Todavía estaba tratando de distinguirla entre la oscuridad y la lluvia, cuando apareció la chica jadeante y más pálida que una muerta.
-¿Qué te pasa, que tenés esa cara de aparecida?
- ¡Doña Rosa! ¡Afuera hay una mujer tirada en el barro! ¡Venga usté, que me parece que tiene un chiquito!
- ¡Entrala por la cocina vieja! ¡Que nadie la vea! ¡Ahora voy yo!
La muchacha corrió de nuevo hacia la oscuridad y se acercó al bulto tirado en el suelo. Oía quejidos y el llanto de un bebé. Trató de hacer reaccionar a la desconocida cacheteándole las mejillas.
- ¡Señora! ¿Me oye? ¿Puede levantarse?
Los gemidos de la mujer y los gritos del niño se mezclaban con el chasquido del agua cayendo, que cada vez se hacía más fuerte sobre la tierra, las tejas y las chapas.
- ¡Deme al niñito, que está empapado! ¡Primero entro a la criatura y enseguida la vengo a buscar!”

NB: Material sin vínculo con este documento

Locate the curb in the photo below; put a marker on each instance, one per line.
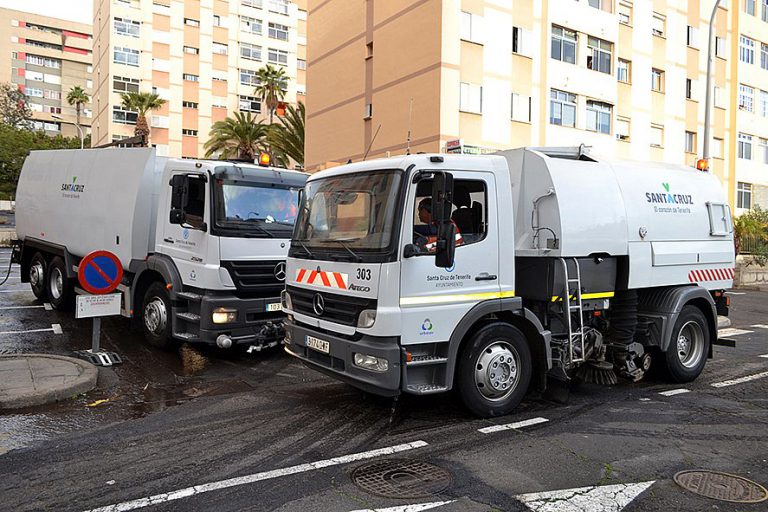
(84, 383)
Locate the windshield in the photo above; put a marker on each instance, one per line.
(353, 210)
(257, 208)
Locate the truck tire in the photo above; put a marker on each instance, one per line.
(61, 293)
(156, 316)
(37, 276)
(688, 349)
(495, 370)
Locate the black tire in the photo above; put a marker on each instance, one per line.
(481, 389)
(156, 317)
(60, 289)
(38, 272)
(688, 348)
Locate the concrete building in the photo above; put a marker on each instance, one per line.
(45, 57)
(624, 77)
(199, 55)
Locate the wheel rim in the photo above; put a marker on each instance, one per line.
(155, 315)
(690, 344)
(56, 283)
(497, 371)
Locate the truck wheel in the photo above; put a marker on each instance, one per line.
(37, 268)
(156, 316)
(60, 289)
(688, 349)
(494, 370)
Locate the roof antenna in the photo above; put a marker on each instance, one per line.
(371, 144)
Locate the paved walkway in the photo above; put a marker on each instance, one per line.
(36, 379)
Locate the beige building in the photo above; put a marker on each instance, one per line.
(45, 57)
(199, 55)
(624, 77)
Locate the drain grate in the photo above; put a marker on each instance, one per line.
(401, 478)
(721, 486)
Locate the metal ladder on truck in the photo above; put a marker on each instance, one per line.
(574, 336)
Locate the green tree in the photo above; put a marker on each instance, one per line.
(142, 103)
(271, 89)
(287, 138)
(14, 107)
(240, 137)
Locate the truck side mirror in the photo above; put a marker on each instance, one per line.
(442, 205)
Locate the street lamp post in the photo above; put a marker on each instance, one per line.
(708, 100)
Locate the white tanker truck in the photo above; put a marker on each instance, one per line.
(424, 273)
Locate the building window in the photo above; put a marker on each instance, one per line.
(562, 108)
(624, 71)
(690, 142)
(122, 84)
(127, 56)
(744, 196)
(250, 51)
(521, 108)
(278, 31)
(599, 117)
(657, 80)
(746, 50)
(564, 44)
(276, 56)
(746, 98)
(659, 24)
(250, 104)
(250, 25)
(126, 27)
(600, 55)
(471, 98)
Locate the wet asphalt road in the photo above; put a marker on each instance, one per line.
(163, 422)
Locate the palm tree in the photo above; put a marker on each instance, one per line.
(240, 137)
(142, 103)
(77, 97)
(288, 136)
(271, 88)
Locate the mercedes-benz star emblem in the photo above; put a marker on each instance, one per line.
(279, 271)
(318, 304)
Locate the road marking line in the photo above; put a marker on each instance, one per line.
(673, 392)
(512, 426)
(742, 380)
(256, 477)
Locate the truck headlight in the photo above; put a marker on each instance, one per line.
(367, 318)
(224, 316)
(373, 363)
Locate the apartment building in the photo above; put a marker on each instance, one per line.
(473, 76)
(200, 55)
(751, 116)
(45, 57)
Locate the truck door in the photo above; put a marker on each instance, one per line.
(185, 234)
(433, 300)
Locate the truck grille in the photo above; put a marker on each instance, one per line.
(255, 278)
(341, 309)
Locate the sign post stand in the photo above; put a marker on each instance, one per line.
(99, 273)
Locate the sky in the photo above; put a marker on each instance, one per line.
(73, 10)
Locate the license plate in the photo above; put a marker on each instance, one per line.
(318, 344)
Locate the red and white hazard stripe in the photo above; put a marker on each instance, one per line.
(712, 274)
(322, 278)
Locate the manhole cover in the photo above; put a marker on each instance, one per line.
(400, 478)
(721, 486)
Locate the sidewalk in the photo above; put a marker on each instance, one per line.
(36, 379)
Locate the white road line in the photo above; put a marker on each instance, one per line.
(742, 380)
(512, 426)
(256, 477)
(673, 392)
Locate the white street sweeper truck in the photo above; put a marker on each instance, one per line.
(489, 273)
(202, 243)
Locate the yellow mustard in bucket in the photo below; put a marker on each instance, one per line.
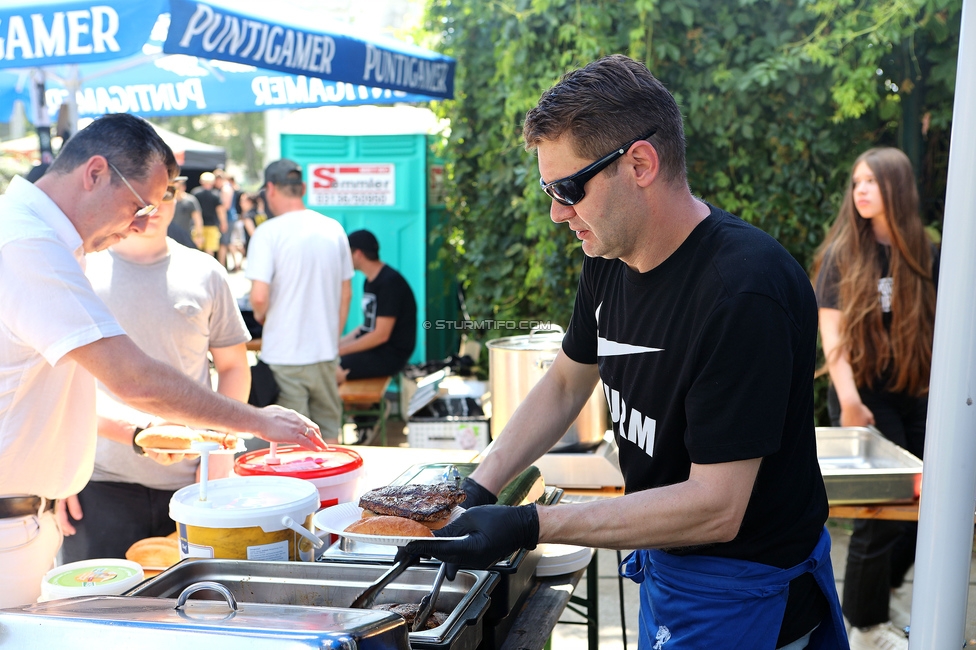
(248, 518)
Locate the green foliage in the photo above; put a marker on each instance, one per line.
(779, 97)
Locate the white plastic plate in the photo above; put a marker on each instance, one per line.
(336, 518)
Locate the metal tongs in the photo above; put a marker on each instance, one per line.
(403, 561)
(368, 596)
(426, 608)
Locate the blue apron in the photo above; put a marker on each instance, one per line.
(698, 601)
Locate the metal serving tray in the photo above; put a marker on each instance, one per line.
(98, 622)
(859, 465)
(515, 572)
(336, 585)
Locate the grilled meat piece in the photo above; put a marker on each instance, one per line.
(417, 502)
(409, 613)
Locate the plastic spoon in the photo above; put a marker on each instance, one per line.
(204, 449)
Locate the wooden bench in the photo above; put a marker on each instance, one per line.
(366, 397)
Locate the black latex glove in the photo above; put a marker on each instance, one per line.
(477, 494)
(493, 533)
(403, 556)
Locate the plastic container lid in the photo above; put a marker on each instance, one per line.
(243, 502)
(103, 577)
(560, 559)
(301, 463)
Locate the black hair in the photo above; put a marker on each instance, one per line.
(128, 142)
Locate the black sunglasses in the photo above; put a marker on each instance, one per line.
(569, 190)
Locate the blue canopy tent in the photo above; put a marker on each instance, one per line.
(111, 56)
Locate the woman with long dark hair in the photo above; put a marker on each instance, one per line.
(876, 276)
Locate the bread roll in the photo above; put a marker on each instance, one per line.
(433, 525)
(168, 436)
(389, 526)
(157, 552)
(225, 440)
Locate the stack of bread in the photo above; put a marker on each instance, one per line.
(155, 554)
(176, 438)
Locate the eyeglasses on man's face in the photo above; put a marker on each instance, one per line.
(569, 190)
(147, 209)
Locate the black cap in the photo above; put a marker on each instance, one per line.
(283, 172)
(363, 240)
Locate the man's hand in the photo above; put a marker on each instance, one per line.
(285, 426)
(856, 415)
(493, 533)
(62, 509)
(168, 458)
(477, 494)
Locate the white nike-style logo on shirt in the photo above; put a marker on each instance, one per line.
(608, 348)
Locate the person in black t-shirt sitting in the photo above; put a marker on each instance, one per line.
(382, 345)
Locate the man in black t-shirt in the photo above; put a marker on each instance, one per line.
(703, 331)
(212, 212)
(382, 345)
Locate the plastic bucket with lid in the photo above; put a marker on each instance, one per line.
(105, 577)
(247, 518)
(334, 472)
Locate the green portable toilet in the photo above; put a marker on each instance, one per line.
(367, 167)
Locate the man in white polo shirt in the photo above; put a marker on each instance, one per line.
(300, 268)
(57, 337)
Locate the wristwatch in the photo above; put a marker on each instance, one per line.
(136, 448)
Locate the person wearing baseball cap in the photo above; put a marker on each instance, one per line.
(300, 269)
(382, 345)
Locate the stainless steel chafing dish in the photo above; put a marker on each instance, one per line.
(166, 623)
(859, 465)
(313, 585)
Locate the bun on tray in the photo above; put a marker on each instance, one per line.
(389, 526)
(176, 437)
(155, 552)
(437, 524)
(168, 436)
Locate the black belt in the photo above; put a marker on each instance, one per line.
(11, 507)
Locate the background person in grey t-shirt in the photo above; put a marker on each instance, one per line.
(176, 304)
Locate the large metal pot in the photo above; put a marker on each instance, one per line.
(516, 364)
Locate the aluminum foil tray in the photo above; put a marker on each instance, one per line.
(859, 465)
(336, 585)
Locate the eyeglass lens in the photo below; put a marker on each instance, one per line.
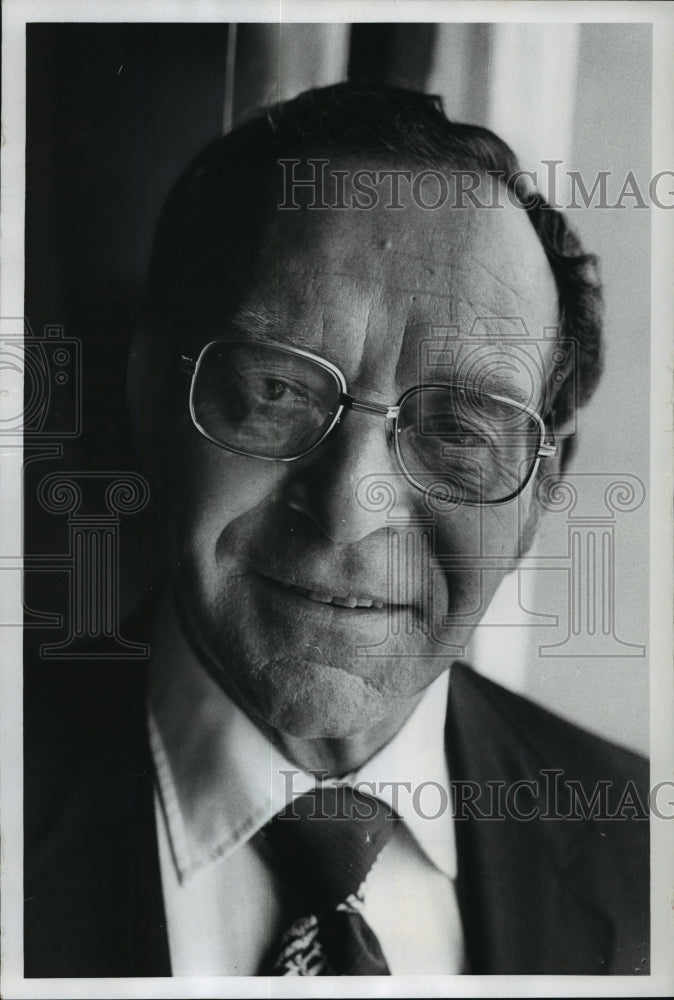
(456, 443)
(263, 401)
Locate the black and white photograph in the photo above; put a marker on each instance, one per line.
(336, 549)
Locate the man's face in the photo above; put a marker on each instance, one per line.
(367, 291)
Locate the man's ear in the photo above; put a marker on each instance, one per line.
(552, 469)
(566, 438)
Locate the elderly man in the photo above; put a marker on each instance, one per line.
(363, 349)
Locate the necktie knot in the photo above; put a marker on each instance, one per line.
(329, 839)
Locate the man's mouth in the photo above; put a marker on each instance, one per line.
(350, 600)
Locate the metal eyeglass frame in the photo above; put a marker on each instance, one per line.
(348, 402)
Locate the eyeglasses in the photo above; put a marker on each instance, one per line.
(451, 440)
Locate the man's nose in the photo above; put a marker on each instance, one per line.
(351, 485)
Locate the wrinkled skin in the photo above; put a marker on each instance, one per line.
(362, 289)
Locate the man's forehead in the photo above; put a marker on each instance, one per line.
(365, 288)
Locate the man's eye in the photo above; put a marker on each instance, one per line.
(273, 389)
(270, 389)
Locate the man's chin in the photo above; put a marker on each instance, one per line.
(302, 699)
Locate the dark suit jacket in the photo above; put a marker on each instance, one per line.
(539, 895)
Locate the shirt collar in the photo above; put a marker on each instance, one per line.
(220, 779)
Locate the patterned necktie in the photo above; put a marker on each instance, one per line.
(325, 842)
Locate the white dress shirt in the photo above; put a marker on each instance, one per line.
(220, 780)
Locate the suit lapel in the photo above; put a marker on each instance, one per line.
(520, 881)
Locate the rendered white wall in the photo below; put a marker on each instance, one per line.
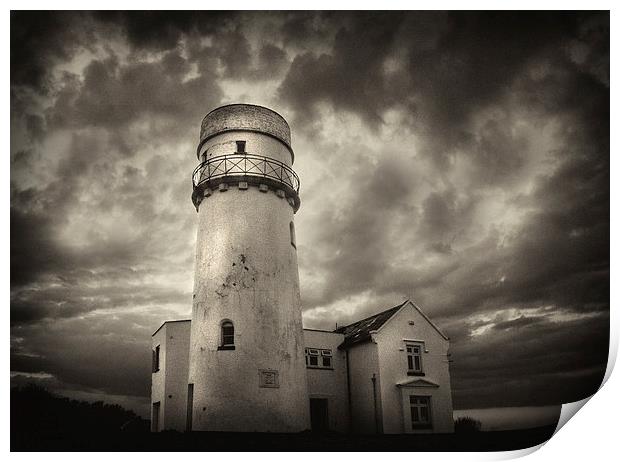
(363, 363)
(330, 384)
(392, 357)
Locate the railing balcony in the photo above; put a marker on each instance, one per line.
(246, 167)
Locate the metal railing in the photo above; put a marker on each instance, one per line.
(248, 165)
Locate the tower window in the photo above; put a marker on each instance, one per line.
(155, 367)
(228, 336)
(291, 228)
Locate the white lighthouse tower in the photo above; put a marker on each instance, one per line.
(246, 360)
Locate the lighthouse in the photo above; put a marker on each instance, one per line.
(247, 367)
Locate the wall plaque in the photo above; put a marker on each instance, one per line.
(268, 378)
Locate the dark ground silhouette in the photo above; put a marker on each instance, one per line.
(41, 421)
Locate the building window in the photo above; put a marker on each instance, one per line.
(155, 362)
(420, 412)
(228, 336)
(414, 359)
(318, 359)
(291, 228)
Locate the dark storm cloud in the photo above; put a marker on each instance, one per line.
(39, 40)
(459, 157)
(537, 355)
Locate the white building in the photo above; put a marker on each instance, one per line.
(243, 362)
(388, 373)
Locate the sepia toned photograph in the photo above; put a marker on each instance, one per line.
(306, 230)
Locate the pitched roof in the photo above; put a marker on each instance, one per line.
(359, 331)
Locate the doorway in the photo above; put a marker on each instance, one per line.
(318, 415)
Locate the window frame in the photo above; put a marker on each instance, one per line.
(156, 361)
(426, 404)
(411, 357)
(224, 345)
(322, 357)
(291, 229)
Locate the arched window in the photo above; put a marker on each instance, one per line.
(228, 335)
(291, 227)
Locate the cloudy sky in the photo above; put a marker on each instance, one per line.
(461, 160)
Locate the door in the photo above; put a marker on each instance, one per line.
(155, 417)
(318, 414)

“Ferrasano nunca había pensado su vida desde esa perspectiva. Jamás se había apoyado sobre sus capacidades verdaderas, y ni se le había pasado por la cabeza no depender de relaciones y apellidos. En realidad, siempre se había sentido “hijo de Ibarguren”… Ante el vacío de su propia identidad, la angustia lo paralizaba. Sólo el aliento de su mujer lo proveía de luces en aquella espesa noche del alma.”